"Carbon emission trading," a scheme that allows market forces to reduce carbon dioxide emissions and tackle climate change, has drawn world-wide attention in recent years.
Many people hope such a scheme, which works through market mechanism, could effectively promote the development of a low carbon economy and hence solve the climate crisis we humans are facing today.
The emissions of greenhouse gases, including carbon dioxide, are not tradable goods as a matter of course. However, the U.N. Framework Convention on Climate Change (UNFCCC) signed in 1992 and the Kyoto Protocol adopted in 1997 provided legal prerequisite for the trading of carbon emissions.
The protocol introduced three flexible mechanisms for the developed countries to reach their emission reduction targets, namely, emissions trading, clean development and joint implementation mechanisms.
According to the UNFCCC and the protocol, the developed countries and developing countries shoulder "common but differentiated responsibilities" for climate change.
Under the convention and the protocol, developed countries would reduce their collective greenhouse emissions by 5.2 percent from 1990 levels during the first five-year commitment period 2008-2012.
Some developed countries, therefore, are setting a cap on total allowable carbon emissions, which means the carbon emission rights become scarce and hence a valuable asset.
Carbon trading could be carried out between different countries around the world as well as between various enterprises within a country, with an ultimate goal of controlling total carbon emissions and dealing with climate change.
Under such a scheme, an enterprise that intends to exceed the limits or "caps" set by the government may buy emissions credits from entities that are likely not to exceed the limits.
The mechanism has at least two effects, namely, serving as an incentive for enterprises as more emissions entail additional costs and less emissions mean extra profits, and helping curb the total emissions of carbon dioxide.
After the Kyoto Protocol came into force in 2005, global carbon trading has grown exponentially.
According to statistics from the International Emissions Trading Association (IETA), the market value of world's carbon trading reached 126.35 billion U.S. dollars in 2008, up 100.6 percent from 2007.
There are now more than 20 platforms for trading carbon in the world, with two main trade targets, namely, carbon emissions quota and related financial derivatives, and emission mitigation projects.

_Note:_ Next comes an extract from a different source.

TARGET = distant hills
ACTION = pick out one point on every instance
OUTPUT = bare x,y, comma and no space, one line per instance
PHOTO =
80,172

Major carbon trading markets in the world include EU Greenhouse Gas Emission Trading System (EU-ETS), UK Emissions Trading Group(ETG), Chicago Climate Exchange (CCX), and the New South Wales Greenhouse Gas Reduction Scheme.
The EU-ETS, which commenced operation in January 2005, is the largest greenhouse gas emissions trading scheme in the world. It implements a mandatory "cap and trade" system in 27 EU member countries.
Some 2.8 billion tons of carbon dioxide were traded in the EU-ETS in 2008, accounting for nearly 60 percent of the world's total, compared to 94 million tons in 2005.
The CCX, created in 2003, is the world's first voluntary carbon credit market, whose market size reached 100 million U.S. dollars in 2008.
A PROMISING PROSPECT
Carbon trading is a financial activity that correlates closely with the real economy.
Through such a trading scheme, financial capital could go directly or indirectly into enterprises or projects to promote technological innovation, and company transformation and upgrading, which could ultimately reduce countries' reliance on fossil fuel and lower greenhouse gas emissions.
The World Bank predicted that global carbon trading could reach150 billion dollars in 2012. The New Energy Finance, a Britain-based research firm, said in a June report that the world's carbon trading market could reach 3.5 trillion U.S. dollars by 2020.
Countries around the world are all making active efforts to setup and improve carbon emission markets in a bid to gain a leading position in the sector.
The EU-ETS aims to further tighten emission targets and increase carbon emissions trading in the third phase, which runs from 2012 to 2020. The United States is planning for a federal carbon trading market. Australia, Canada and Japan are also working on setting up policy frameworks, which would pave the way for their domestic carbon emission markets.
China is also expected to start real emissions-trading businesses in 2010, said Gao Zhengqi, general manager of the Tianjin Climate Exchange, China's first national emission trading marketplace.